Limpieza y recuperación de la policromía
El trabajo comenzó con la eliminación de depósitos de suciedad acumulados durante décadas y la retirada de una película grasa que ocultaba los matices más delicados de la policromía del Señor. Este proceso permitió destacar elementos hasta ahora apenas perceptibles, como el livor mortis, fenómeno post mortem que oscurece las extremidades por la acumulación de sangre, y otros signos de la Pasión, incluidos hematomas en rodillas, pómulo, costillas y espalda.
Consolidación y estabilización de la imagen
Para asegurar la integridad estructural, se empleó espátula térmica en los levantamientos y fisuras de la obra, consolidando la madera y evitando un deterioro futuro.
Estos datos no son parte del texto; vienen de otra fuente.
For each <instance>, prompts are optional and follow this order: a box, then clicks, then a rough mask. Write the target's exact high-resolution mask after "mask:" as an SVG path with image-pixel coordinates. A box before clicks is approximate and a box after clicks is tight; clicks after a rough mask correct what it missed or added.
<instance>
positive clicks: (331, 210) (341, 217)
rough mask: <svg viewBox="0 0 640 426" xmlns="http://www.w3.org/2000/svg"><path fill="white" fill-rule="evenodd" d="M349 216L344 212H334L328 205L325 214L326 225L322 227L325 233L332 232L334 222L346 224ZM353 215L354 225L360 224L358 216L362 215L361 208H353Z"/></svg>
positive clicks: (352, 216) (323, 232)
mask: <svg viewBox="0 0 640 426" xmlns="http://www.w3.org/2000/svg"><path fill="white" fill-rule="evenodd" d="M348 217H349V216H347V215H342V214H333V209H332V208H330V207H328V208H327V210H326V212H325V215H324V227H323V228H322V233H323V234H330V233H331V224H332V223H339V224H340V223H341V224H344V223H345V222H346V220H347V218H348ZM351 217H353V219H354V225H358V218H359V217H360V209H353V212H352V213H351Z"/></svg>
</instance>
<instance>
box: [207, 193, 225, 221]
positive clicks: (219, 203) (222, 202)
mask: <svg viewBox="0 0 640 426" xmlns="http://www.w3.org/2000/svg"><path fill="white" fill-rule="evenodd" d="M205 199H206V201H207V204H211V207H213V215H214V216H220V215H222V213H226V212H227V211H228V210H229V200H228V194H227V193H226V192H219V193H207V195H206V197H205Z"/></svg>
Las faltas de soporte fueron estucadas y se procedió a la reintegración cromática de las pérdidas de policromía, logrando un resultado fiel a la apariencia original del Titular.
Protección final y mantenimiento futuro
El paso final consistió en aplicar un barniz protector, que no solo preserva la obra, sino que también facilita futuras labores de limpieza superficial, asegurando la durabilidad de los resultados obtenidos.
La Hermandad subraya que esta restauración completa no solo recupera la belleza estética de la imagen, sino que también refuerza su valor devocional y histórico, devolviendo a los fieles del Carpio la posibilidad de venerar al Señor del Santo Sepulcro en todo su esplendor.